Белобрысая Леля, до этого не вмешивающаяся в их диалог, сонно встрепенулась и спросила:
— А при чем здесь башкиры?
— Это я так ментов называю, — охотно пояснил Юра заплетающимся языком, а затем обратился к притихшей брюнетке: — Может, в бассейне продолжим?
В ответ не прозвучало ни звука. Рыжеволосая склонилась над товаркой и с абсолютным безразличием констатировала:
— Спит.
Не обращая внимания на ее замечание, Гвоздик с прежним упорством продолжал начатое дело.
Но Леля настойчиво остановила его, заняв место рядом с подругой, причем в точности копируя ее позу.
— Иди сюда, ненасытный.

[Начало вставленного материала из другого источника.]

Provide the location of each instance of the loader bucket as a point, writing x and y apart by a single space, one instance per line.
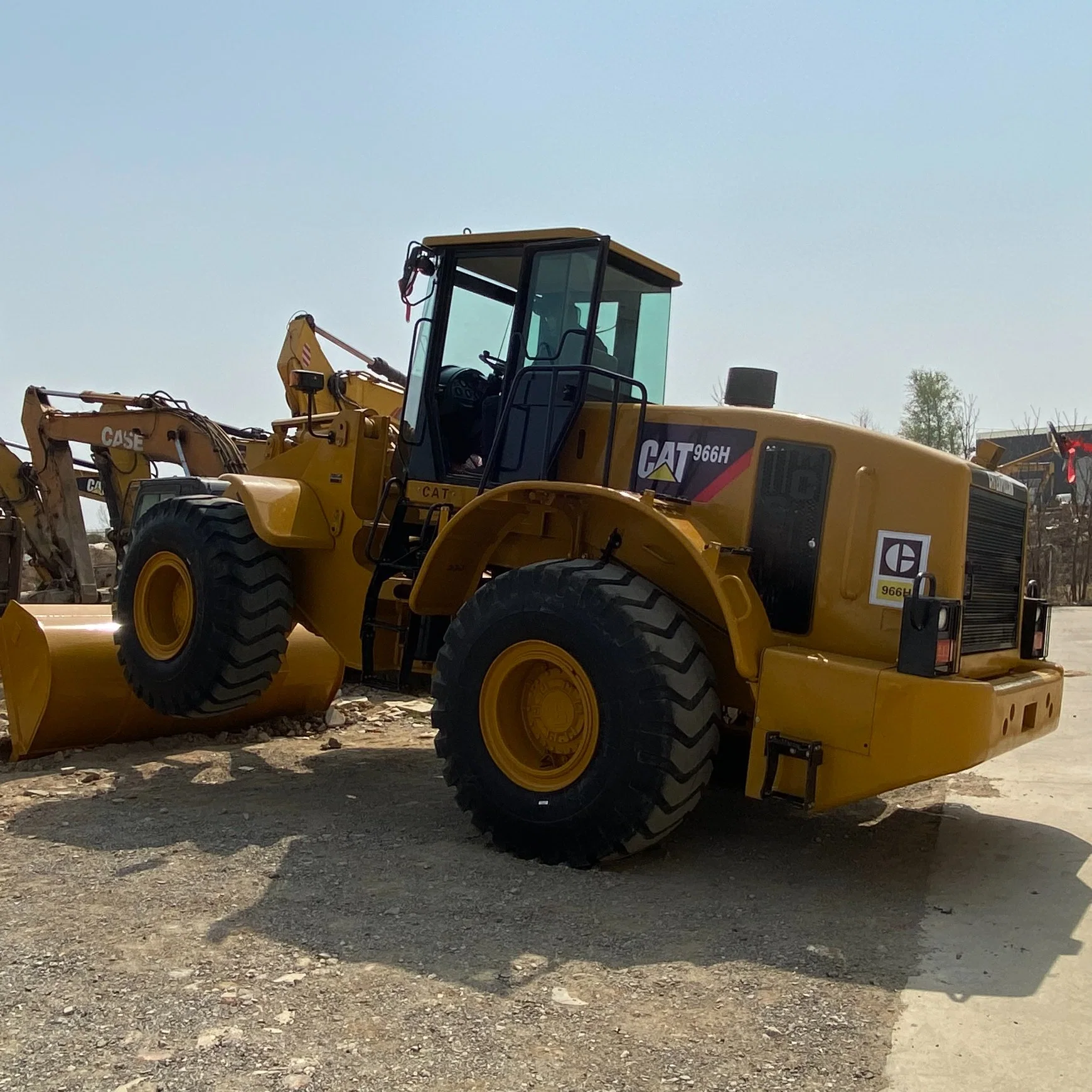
65 688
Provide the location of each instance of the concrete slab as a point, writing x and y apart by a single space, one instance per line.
1003 998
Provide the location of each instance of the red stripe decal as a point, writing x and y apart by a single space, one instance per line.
724 478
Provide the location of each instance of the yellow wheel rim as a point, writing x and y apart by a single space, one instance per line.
163 605
538 715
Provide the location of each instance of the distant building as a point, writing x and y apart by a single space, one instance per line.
1046 476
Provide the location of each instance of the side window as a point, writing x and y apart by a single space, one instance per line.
559 301
476 323
631 333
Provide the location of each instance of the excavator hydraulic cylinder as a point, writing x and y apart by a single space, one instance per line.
65 688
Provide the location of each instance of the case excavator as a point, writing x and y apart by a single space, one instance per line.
63 686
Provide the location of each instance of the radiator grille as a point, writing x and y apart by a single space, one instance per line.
992 594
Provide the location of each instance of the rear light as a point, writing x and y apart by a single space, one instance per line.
1034 625
928 643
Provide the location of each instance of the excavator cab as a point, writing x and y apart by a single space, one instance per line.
516 333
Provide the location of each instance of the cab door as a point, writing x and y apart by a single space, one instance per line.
552 348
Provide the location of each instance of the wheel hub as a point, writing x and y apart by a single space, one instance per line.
164 605
538 715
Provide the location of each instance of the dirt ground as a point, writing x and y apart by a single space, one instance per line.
234 914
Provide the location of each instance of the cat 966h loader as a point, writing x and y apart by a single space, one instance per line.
602 586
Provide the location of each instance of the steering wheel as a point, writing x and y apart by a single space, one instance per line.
461 389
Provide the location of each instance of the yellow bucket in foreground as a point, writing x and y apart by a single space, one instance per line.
65 688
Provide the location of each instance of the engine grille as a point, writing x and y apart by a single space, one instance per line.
992 593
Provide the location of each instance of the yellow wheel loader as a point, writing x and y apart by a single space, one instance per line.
603 587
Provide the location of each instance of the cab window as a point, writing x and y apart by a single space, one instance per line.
631 333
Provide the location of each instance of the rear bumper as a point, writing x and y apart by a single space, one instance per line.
882 730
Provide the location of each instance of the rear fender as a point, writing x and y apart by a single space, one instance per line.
520 523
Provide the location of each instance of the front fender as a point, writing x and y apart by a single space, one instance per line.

Сколько же ты сидел, что в тебе столько сил скопилось?
Однако молодой человек уже благостно расслабился и завалился на мягкое кресло.
Какое-то время он усиленно пытался обрести трезвый ход мыслей, но ему это никак не удавалось.
Неожиданно для присутствующих львиц полусвета он с видимым усилием поднялся на ноги и качающейся походкой добрел до вешалки.
Порывшись в собственных карманах, он извлек на свет несколько смятых купюр и золотую цепочку, отвергнутую толстым ювелиром.
Вернувшись к столу, вор бросил на него несколько стодолларовых купюр, сказав:
— Это ваш гонорар. А это тебе, — говорящий протянул пышногрудой блондинке цепочку, — на память о сегодняшней ночи. Уж больно ты мне понравилась. Если не пущу лаве по ветру до завтра, то обязательно куплю тебя еще.
Вмиг протрезвев, Леля вцепилась в подарок непослушными пальчиками и тут же примерила презент, торопливо бросив:
— Может, я тебя и без денег обслужу. Ты мне, между прочим, тоже понравился.
— В благотворительности не нуждаюсь, — надменно процедил Дегтярев и тут же отключился, погружаясь в призрачное забытье навалившейся усталости.
В тесном предбаннике послышался громкий, здоровый храп спящего мужчины, а белобрысая Леля торопливо погасила свет, пристраиваясь на жесткой кушетке. Не прошло и пяти минут, как веселая компания забылась хмельным сном.
Глава 4
Телефон-автомат находился у пустынной в этот час железнодорожной платформы. Чижов, посиневший от пронизывающего насквозь холода, в одной лишь набедренной повязке, сделанной из автомобильных чехлов, босыми ногами прошлепал по мокрой земле и подбежал к таксофону.
Порывисто сорвав трубку с рычага, он непослушными пальцами набрал «02» и тут же услышал в динамике сонный голос милицейского диспетчера:
— Милиция, слушаю?
Пытаясь унять нервную дрожь и клацая от холода зубами, Иваныч торопливо выпалил:
— На меня напали в собственном доме трое
неизвестных, вооруженных пистолетами с глушителем…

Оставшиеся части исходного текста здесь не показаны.